Reference controller pseudocode
state = "SHADOW"
traffic_share = 0.0
spent_budget = 0.0
for tick in decision_stream:
x = build_feature_snapshot(tick)
y_hat_c = champion.predict(x)
y_hat_k = challenger.predict(x)
# Always log both predictions with same feature snapshot
log_predictions(tick, x, y_hat_c, y_hat_k, state, traffic_share)
if state in {"SHADOW", "ADVISORY"}:
execute_with_champion(tick, y_hat_c)
continue
# BOUNDED_LIVE or CHAMPION mode
use_challenger = random_uniform() < traffic_share
action = policy(challenger, x) if use_challenger else policy(champion, x)
result = execute(action)
# online counterfactual loss estimate
loss_live = realized_loss(result)
loss_counterfactual = estimate_counterfactual_loss(champion, tick)
delta = loss_live - loss_counterfactual if use_challenger else 0.0
spent_budget += delta
if spent_budget > regret_budget_day:
rollback_to_champion(reason="regret budget exceeded")
state = "ADVISORY"
traffic_share = 0.0
if tail_guardrail_breached() or reliability_breached():
rollback_to_champion(reason="risk/reliability guardrail")
state = "ADVISORY"
traffic_share = 0.0
Common failure modes
Benchmark drift between models
- comparing different benchmark definitions makes “wins” fake.
Selection bias in canary flow
- routing only easy orders to challenger inflates apparent quality.
Ignoring action stability
- slight predictive gains but high action churn can worsen real fills.
No rollback drill
- policy says “instant rollback” but operationally takes 30+ minutes.
Overfitting promotion windows
- model promoted on one good week, collapses next regime.
Tail blindness
- mean bps improves while p95/CVaR gets worse.
Minimal implementation checklist
- Unified decision-tick data contract for champion and challengers
- Rolling regret computation with confidence intervals
- Regret-budget accounting and automatic throttle/rollback
- Tail metrics dashboard (q90/q95/CVaR + fill SLA)
- Canary traffic allocator with deterministic audit logs
- Promotion packet template + explicit sign-off flow
- Rollback runbook tested in simulation and live drill
- Post-promotion 2-week heightened monitoring window
Practical defaults (starter values)
- Shadow minimum: 2 weeks + representative session coverage
- Initial canary: 5% of eligible flow
- Ramp cadence: no faster than one step per full trading day
- Regret budget: desk-defined (start conservative)
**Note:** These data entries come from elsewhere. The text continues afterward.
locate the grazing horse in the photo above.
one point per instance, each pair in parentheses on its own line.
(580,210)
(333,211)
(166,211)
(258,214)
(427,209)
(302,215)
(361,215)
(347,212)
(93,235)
- Promotion requires: all gates pass on both short (5d) and medium (20d) windows
Tune by strategy turnover and liquidity regime, not by vanity speed.
References (seed reading)
- Bubeck, S., Cesa-Bianchi, N. Regret Analysis of Stochastic and Nonstochastic Multi-armed Bandit Problems (2012).
https://arxiv.org/abs/1204.5721 - Sutton, R. S., Barto, A. G. Reinforcement Learning: An Introduction (2nd ed.).
http://incompleteideas.net/book/the-book-2nd.html - Almgren, R., Chriss, N. Optimal Execution of Portfolio Transactions (2000).
https://www.smallake.kr/wp-content/uploads/2016/03/optliq.pdf - Cartea, Á., Jaimungal, S., Penalva, J. Algorithmic and High-Frequency Trading (2015).
One-line takeaway
A better slippage model is not the one with the prettiest backtest; it is the one that survives promotion gates, respects regret budgets, and can be rolled back safely in minutes.